**
The royal family of Wonderland always had only one child, and it was always a son. Thus, the Royal Jack really only had one purpose in life, and when Winston was nine years old his father divulged it to him.
The most important decision a Royal Jack ever made, his father said, was his choice of a wife.
"Wonderland has always been a matriarchy, my boy," he told him, stroking his long, gray, carefully spiraled beard impressively. "That is our lot in life. Wonderland doesn't realize how important we are as Jacks, getting the power of that choice. Choose wisely, my son, and you need never make another decision again."
Winston remembered being young and thinking Yes. Yes, I can do that.
Once he reached the marrying age of thirteen, women from all over Wonderland began to make hopeful journeys to the castle. Some of them wore low-cut dresses, some of them brought outrageous displays of their wealth, some of them even brought resumes, the mad badgers. Winston spent his early teenage years looking over all of them carefully, exhaustively, but he couldn't find the Wonderland he wanted. He wanted a Wonderland with drama, with flair, with a spark of mad ingenuity that would launch them into a new era of innovation and prosperity – and, although he never breathed a word of this to his father, Winston wanted a wife. An actual wife, someone he could love.
One day it all became rather too much for him, the sparkly dresses and the fake smiles with empty promises, so Winston made a brief escape into the gardens. No one ever thought to look for him there, strolling about the painstakingly trimmed foliage and brightly-colored roses. Yet, on that very same One Day, he turned a corner and found a girl.
She was sitting on one of the stone benches, with a deck of cards spread out in piles around her, looking like the very picture of stern concentration.
"Oh," he said. "Hello."
She looked up at him with a raised eyebrow. "Hello," she said. She had bright red hair and clear, piercing eyes, wearing a wholly unremarkable white frock, but it didn't matter. 15-year-old Winston was stunned.
"Erm—" he started, and then chastised himself for sounding so idiotic. He could hear his mother's scolding voice in his head: Inject some authority in your voice, Winston!
"This is the royal garden," he said, trying to sound as haughty and condescending as his mother often did. "What are you doing here without an escort?"
The girl shrugged and looked back down at her cards. "I got bored," she said. And she set a two of hearts on top of an ace.

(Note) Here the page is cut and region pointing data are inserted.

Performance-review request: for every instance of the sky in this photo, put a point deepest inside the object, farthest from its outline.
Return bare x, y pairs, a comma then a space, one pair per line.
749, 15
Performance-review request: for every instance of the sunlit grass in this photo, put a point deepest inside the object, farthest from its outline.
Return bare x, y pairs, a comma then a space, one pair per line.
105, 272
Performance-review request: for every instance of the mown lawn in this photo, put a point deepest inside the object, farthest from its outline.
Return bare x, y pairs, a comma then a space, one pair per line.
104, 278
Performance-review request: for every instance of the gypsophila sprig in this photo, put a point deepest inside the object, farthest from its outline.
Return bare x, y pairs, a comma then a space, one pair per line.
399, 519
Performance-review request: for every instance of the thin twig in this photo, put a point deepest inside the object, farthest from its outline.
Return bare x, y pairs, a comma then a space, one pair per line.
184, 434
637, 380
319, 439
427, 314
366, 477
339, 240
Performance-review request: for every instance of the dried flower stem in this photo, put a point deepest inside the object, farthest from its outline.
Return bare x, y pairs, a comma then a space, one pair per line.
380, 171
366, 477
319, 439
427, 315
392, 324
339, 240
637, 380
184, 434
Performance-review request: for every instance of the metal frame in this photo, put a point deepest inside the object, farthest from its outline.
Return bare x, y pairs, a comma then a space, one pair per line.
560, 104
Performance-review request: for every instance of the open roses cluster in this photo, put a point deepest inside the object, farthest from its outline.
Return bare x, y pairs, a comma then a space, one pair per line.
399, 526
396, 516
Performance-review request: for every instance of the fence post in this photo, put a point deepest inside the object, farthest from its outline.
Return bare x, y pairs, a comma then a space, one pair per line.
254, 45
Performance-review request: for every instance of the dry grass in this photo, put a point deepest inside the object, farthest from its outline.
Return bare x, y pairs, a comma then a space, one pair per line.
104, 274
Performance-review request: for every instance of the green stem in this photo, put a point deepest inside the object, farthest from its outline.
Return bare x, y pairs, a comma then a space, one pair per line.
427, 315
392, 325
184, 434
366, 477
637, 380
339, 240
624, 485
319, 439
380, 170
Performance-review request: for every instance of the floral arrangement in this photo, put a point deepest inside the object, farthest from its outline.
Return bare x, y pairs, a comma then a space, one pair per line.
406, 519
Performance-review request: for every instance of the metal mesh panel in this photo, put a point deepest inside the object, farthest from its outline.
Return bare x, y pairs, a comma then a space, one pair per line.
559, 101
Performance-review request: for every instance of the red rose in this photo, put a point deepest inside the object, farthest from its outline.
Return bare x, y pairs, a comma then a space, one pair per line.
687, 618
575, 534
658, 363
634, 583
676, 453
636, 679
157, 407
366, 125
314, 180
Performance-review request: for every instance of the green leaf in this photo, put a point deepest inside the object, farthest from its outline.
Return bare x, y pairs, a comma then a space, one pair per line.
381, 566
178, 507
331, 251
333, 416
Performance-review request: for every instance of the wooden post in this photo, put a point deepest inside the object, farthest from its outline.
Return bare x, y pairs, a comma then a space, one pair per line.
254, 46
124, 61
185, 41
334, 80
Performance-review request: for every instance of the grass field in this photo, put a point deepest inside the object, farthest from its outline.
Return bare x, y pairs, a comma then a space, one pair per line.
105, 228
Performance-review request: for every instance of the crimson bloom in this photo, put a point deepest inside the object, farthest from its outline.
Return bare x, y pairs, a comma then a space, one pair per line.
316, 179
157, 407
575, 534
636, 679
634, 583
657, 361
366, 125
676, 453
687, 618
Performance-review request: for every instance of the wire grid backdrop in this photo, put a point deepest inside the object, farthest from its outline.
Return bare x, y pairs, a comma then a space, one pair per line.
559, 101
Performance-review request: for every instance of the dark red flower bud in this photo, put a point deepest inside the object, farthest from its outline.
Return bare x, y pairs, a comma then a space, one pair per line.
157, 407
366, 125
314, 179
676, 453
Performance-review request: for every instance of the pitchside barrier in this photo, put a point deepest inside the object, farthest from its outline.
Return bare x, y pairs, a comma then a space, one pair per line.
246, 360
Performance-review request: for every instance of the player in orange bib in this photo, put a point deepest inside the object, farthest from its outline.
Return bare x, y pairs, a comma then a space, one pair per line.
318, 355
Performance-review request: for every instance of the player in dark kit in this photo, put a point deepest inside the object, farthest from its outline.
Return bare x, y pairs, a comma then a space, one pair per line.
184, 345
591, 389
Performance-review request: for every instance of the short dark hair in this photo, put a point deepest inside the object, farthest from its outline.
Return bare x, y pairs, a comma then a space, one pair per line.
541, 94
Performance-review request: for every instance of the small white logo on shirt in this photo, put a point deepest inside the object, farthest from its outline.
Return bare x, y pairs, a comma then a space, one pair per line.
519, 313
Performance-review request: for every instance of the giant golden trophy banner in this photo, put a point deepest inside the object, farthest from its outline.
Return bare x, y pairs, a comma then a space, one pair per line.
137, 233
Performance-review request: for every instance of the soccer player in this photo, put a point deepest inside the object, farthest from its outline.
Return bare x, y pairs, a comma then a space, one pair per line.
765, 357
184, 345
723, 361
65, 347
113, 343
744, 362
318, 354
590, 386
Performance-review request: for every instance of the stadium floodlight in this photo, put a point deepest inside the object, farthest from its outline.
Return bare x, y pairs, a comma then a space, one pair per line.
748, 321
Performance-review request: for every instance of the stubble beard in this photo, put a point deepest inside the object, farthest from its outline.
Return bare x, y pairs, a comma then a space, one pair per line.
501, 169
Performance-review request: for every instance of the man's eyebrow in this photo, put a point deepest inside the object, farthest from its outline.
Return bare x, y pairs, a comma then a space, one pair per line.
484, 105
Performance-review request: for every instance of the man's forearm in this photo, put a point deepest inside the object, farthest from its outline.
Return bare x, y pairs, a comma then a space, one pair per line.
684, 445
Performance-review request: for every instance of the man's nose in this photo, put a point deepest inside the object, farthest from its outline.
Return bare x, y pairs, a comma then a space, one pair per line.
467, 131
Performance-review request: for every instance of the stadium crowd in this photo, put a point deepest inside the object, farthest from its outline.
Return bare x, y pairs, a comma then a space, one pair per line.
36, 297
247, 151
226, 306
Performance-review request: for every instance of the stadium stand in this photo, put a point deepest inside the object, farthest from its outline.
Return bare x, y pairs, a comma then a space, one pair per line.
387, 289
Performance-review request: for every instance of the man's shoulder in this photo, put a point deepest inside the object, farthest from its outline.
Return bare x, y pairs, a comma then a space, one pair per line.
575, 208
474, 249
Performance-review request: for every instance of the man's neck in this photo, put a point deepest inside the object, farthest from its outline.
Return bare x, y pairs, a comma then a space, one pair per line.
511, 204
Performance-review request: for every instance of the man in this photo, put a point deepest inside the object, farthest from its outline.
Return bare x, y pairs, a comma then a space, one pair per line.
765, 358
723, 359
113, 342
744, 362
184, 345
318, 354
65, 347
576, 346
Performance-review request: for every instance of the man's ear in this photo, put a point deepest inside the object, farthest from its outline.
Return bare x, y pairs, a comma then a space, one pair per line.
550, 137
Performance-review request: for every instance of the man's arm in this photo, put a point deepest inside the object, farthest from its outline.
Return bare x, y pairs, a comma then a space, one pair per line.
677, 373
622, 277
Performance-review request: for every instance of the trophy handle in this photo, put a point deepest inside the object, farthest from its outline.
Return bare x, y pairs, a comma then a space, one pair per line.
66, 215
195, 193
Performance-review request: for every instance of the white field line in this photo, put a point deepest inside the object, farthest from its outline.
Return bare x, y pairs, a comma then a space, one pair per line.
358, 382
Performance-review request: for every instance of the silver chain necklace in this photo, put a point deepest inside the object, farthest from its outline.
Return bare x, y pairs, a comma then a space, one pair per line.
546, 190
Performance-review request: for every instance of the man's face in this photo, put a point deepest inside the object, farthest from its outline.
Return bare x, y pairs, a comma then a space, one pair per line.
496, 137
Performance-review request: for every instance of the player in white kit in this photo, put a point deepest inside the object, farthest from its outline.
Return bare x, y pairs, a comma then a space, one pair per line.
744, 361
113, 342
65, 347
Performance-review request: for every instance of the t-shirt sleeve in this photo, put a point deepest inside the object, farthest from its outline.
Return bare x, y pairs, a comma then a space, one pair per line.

Wintson's curiosity was piqued. "What are you playing?"
"Solitaire."
"Why?"
"Because I'm alone," she said, but she paused and gave him a sidelong glance. Winston could see a calculating look in her eye, and the edge of her mouth quirked up in a smile. "But I suppose I'm not anymore," she amended, quickly gathering all the cards back in her hands. "Let's do something else, then."
"P- Pardon?" Winston spluttered as the girl stood and brushed off her skirt with firm, even strokes.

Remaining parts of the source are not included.